GPU based dynamic geometry LOD
Dynamic geometry level-of-detail (LOD) algorithms are very popular and powerful algorithms that provide a great level of rendering performance optimization while preserving detail by using less detailed geometry for objects that are far away, too small or otherwise less significant in the quality of the final rendering. Many of these are used since the very beginning of computer graphics technologies and are present in some form in current CAD softwares, video games and other graphics applications. While determining the appropriate geometry LOD was previously the task of the CPU, with todays hardware it is possible to also offload this to the GPU which excels at handling large amount of objects in parallel.
Introduction
With the advent of Shader Model 5.0 GPUs and the appearance of programmable tessellation hardware it may seem like the geometry LOD problem is solved once and for all. However, in many cases it is simply not enough as for far away objects even a patch pass-through tessellation shader already produces too much geometry than the added detail worths. As a result, classic geometry LOD algorithms are still a good-to-have feature in the tool-box of the developer. Not to mention that all vendors recommend disabling tessellation shaders at all if we don’t need any geometry amplification as even a pass-through tessellation shader does have its payload.
This means that there has to be still a conventional rendering path for geometries that should not be tessellated. Then why not to try offloading the geometry LOD determination to the GPU if possible?
This article presents a technique that was already presented by AMD’s March of the Froblins demo and by NVIDIA’s Skinned Instancing demo and allows GPU based dynamic geometry LOD determination using a geometry shader that selects the most appropriate LOD from a group of geometry LODs based on the object’s distance from camera. While this article and the reference implementation (OpenGL 4.0 – Mountains demo) presents the application of the technique only for instanced geometry, the same method can be easily extended to support heterogeneous objects by taking advantage of the latest functionalities introduced in OpenGL 4.
The algorithm
The technique is based on the geometry shader’s ability to emit or deny the emission of primitives into a transform feedback buffer as done in the mentioned DX based implementations.

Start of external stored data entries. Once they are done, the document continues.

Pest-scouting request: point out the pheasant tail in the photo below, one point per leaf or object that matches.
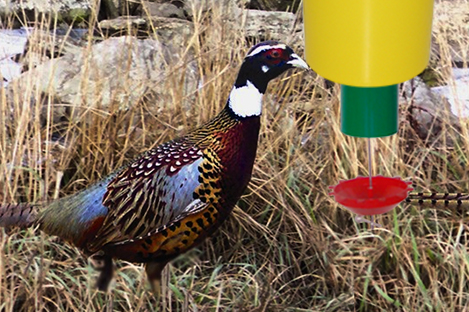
(439, 200)
(21, 215)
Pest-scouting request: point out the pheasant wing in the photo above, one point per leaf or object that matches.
(151, 192)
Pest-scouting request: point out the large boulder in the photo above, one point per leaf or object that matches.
(63, 9)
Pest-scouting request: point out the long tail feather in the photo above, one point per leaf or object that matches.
(21, 215)
(439, 200)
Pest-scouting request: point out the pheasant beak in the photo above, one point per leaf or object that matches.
(297, 61)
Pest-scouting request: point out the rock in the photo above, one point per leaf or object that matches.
(203, 6)
(275, 5)
(68, 10)
(457, 93)
(116, 73)
(161, 10)
(12, 44)
(25, 48)
(172, 30)
(272, 25)
(427, 111)
(449, 27)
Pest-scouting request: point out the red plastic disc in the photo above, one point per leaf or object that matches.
(356, 195)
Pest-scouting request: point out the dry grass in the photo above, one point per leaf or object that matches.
(288, 246)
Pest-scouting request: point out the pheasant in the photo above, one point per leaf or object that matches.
(172, 197)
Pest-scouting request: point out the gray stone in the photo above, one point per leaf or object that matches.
(65, 9)
(427, 110)
(173, 30)
(272, 25)
(161, 10)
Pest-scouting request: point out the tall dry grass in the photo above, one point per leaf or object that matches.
(288, 246)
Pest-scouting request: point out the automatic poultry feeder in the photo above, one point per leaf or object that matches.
(368, 47)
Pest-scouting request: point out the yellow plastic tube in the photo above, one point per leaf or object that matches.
(368, 43)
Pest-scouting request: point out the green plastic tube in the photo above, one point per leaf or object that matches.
(369, 112)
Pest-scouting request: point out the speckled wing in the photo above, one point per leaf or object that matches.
(151, 192)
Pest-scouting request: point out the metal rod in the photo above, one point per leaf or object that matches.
(369, 163)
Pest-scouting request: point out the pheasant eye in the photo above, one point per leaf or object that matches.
(275, 53)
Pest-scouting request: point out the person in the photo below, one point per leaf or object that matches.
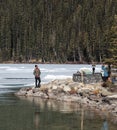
(105, 125)
(104, 72)
(37, 73)
(93, 68)
(109, 70)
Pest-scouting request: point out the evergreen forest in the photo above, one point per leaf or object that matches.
(58, 31)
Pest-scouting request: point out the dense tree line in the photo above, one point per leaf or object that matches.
(58, 30)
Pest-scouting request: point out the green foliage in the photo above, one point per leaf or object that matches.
(58, 30)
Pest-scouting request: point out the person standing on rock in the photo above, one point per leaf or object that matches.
(37, 73)
(93, 68)
(105, 72)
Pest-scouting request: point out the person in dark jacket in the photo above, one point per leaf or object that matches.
(37, 73)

One major improvement compared to earlier approaches is that the LOD determination is done in a single pass rather than requiring a separate pass for each geometry LOD. Additionally, this LOD determination pass can be also merged together with other visibility determination passes like Instance Cloud Reduction or Hierarchical-Z map based occlusion culling as it is done in the reference implementation. This was made possible thanks to the latest transform feedback capabilities introduced in OpenGL 4.0 (see the extension ARB_transform_feedback3) that enables the geometry shader to output data to separate primitive streams.

Flow-chart presenting the culling and dynamic LOD algorithms used in AMD's March of the Froblins demo. The implementation needs five passes for culling and separating three detail levels and performs two asynchronous queries meanwhile. Requires OpenGL 3 compliant hardware.

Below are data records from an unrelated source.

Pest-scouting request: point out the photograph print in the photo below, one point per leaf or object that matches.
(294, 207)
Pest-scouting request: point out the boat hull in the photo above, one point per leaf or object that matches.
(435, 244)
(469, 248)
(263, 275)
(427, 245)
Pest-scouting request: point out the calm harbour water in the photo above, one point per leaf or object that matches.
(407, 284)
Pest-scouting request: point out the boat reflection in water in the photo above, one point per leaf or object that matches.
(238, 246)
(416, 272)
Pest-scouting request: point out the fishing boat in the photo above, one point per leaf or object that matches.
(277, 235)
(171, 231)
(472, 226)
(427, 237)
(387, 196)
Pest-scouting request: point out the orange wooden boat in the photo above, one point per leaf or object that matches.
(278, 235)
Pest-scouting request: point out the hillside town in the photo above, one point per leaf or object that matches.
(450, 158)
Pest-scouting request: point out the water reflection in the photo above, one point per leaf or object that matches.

Flow-chart presenting the culling and dynamic LOD algorithm used in our Mountains demo. The implementation requires only one pass for culling and separating three detail levels without the need to use asynchronous queries. Requires OpenGL 4 compliant hardware.

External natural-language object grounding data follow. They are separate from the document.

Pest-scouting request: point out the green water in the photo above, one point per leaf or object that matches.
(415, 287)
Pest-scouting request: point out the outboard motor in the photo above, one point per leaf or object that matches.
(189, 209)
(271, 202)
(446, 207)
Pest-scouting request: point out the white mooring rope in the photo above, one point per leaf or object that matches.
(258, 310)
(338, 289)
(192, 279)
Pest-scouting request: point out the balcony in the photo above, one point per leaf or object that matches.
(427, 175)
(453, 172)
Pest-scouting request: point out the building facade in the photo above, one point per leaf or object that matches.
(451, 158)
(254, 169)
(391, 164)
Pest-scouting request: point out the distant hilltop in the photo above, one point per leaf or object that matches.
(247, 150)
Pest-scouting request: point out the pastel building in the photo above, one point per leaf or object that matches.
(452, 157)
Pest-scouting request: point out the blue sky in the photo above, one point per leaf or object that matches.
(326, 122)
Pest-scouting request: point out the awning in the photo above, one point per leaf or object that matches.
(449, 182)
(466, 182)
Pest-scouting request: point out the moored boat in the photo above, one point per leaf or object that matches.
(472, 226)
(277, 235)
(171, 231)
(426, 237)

The algorithm itself is very simple and straightforward. For each object instance determine the appropriate geometry LOD based on it’s distance from the camera and the LOD distances passed as uniform to the shader. After this, output the instance’s data to the output stream ID that corresponds to the determined LOD’s index. Here you can see a GLSL implementation of the algorithm:
#version 400 core
uniform mat4 ModelViewMatrix;
uniform vec2 LodDistance;
layout(points) in;
layout(points, max_vertices = 1) out;
in vec3 InstancePosition[1];
layout(stream=0) out vec3 InstPosLOD0;
layout(stream=1) out vec3 InstPosLOD1;
layout(stream=2) out vec3 InstPosLOD2;
void main() {
float distance = length(ModelViewMatrix * vec4(InstancePosition[0], 1.0));
if ( distance < LodDistance.x ) {
InstPosLOD0 = InstancePosition[0];
EmitStreamVertex(0);
} else
if ( distance < LodDistance.y ) {
InstPosLOD1 = InstancePosition[0];
EmitStreamVertex(1);
} else {
InstPosLOD2 = InstancePosition[0];
EmitStreamVertex(2);
}
}
Additionally, the geometry LOD determination pass has to be executed with primitive queries enabled for all the relevant output streams to acquire the number of instances for each geometry LOD index:
for (int i=0; i<NUM_LOD; i++) glBeginQueryIndexed(GL_PRIMITIVES_GENERATED, i, lodQuery[i]); glBeginTransformFeedback(GL_POINTS); glDrawArrays(GL_POINTS, 0, instanceCount); glEndTransformFeedback(); for (int i=0; i<NUM_LOD; i++) glEndQueryIndexed(GL_PRIMITIVES_GENERATED, i);
Finally, the only thing what is left is to issue an instanced draw call for each geometry LOD index to draw all the instances:
for (int i=0; i<NUM_LOD; i++) {
glGetQueryObjectiv(lodQuery[i], GL_QUERY_RESULT, instanceCountLOD[i]);
if ( instanceCountLOD[i] > 0 )
glDrawElementsInstanced(..., instanceCountLOD[i]);
}
That’s all, and what you get as a result is a fully GPU based geometry LOD selection algorithm.
The Mountains demo
The reference implementation provided as part of the OpenGL 4.0 – Mountains demo that is available with full source code and Windows executable in the downloads section. The demo application implements the same visibility determination algorithms that were presented in the SIGGRAPH 2008 Course Notes besides the dynamic geometry LOD algorithm presented here in a single pass.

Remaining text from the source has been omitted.